The temptation to tear after him, run him down to the ground, and hear his high screams fade into the night rode me hard, but I took a few breaths and let the instinct go. She wanted the humans placated, not murdered in the spotlight.

Patience, I told myself. There were other gifts I could give her—better ones, chosen with care. I would not cheapen the start of what we might be with something grotesque.

Turning my attention back to the hallway, my nose picked up the faint sweet melon thread that tugged at my heart, so I followed it. Voices ahead drifted into focus. A man in a suit and red tie, a woman wobbling in sequins. “Did Nova leave already?” the man asked, scanning the hall. “I wanted to talk to her about an opportunity.”

The woman cackled uncontrollably behind him. “She’s not investing in your business,Kyle.” A smirk on her face, she began hiccuping. “She’s a hardened mob boss who changes into a wolf and tears hearts out.
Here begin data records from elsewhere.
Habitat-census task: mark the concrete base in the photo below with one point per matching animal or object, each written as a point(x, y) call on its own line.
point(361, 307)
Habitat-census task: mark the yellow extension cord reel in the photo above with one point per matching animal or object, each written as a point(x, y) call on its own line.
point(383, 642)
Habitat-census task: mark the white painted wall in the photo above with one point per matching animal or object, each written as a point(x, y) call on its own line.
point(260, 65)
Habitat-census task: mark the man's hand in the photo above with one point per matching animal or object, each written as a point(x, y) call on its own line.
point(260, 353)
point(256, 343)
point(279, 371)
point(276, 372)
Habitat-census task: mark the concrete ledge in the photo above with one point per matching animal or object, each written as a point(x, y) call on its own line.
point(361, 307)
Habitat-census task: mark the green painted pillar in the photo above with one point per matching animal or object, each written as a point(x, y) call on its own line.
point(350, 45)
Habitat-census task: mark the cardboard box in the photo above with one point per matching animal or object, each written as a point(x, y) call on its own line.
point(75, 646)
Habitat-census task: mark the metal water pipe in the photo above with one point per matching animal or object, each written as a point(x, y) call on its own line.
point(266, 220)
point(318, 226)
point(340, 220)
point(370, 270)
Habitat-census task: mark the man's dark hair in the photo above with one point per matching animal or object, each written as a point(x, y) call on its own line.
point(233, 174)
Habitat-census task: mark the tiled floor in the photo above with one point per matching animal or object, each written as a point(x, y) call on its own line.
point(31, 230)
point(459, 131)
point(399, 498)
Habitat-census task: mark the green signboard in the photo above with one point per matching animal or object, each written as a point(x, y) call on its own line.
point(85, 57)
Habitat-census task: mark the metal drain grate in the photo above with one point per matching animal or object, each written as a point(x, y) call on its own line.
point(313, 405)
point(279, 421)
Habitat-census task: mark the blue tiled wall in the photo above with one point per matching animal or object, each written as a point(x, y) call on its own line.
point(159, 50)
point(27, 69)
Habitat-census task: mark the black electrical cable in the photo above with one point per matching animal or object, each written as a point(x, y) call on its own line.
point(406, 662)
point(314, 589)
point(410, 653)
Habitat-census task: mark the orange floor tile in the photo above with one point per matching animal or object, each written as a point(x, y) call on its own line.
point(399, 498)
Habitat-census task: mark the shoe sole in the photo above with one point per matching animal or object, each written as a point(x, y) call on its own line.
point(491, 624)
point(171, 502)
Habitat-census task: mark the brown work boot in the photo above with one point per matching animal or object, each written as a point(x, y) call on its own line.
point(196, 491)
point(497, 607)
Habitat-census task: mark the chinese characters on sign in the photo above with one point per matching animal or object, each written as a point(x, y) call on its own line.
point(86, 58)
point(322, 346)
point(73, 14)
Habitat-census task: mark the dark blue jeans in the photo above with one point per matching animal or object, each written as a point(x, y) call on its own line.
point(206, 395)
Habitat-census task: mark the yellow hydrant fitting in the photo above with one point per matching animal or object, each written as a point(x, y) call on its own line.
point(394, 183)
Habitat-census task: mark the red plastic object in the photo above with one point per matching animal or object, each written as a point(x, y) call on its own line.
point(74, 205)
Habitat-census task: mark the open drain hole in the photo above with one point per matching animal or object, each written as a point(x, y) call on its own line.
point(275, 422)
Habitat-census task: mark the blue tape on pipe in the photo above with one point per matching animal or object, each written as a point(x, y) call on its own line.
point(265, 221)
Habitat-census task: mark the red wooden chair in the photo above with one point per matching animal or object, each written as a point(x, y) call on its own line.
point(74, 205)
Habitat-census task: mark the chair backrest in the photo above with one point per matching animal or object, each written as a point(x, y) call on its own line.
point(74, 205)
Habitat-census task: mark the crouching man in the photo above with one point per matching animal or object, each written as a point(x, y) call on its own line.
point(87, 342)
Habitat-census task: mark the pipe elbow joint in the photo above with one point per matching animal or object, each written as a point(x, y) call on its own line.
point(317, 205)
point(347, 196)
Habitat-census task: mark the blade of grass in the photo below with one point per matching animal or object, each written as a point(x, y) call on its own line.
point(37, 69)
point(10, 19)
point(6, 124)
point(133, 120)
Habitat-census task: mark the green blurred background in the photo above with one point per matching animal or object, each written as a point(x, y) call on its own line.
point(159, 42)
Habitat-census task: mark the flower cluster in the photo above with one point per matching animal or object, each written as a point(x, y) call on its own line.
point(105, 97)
She’s not interested in your dinky security business.”

I sank back into the shadows, about to ignore these two in favor of following my mate’s trail, when the wobbly-footed woman spoke again. “I did hear she was going to the after-party… but you have to be invited. I don't think you're invited,Kyle.”

My mate. A party?

Stepping out from the shadows, I emerged right in front of the woman slurring her words. She shrieked and flailed her arms, about to fall backward, but I caught her, setting her upright with a gentle hand on her elbow.

I gave her my second-best smile—sweet, practiced, the one that opened doors more easily than violence. “Where’s this after-party?” I asked. “And how do you get an invitation?”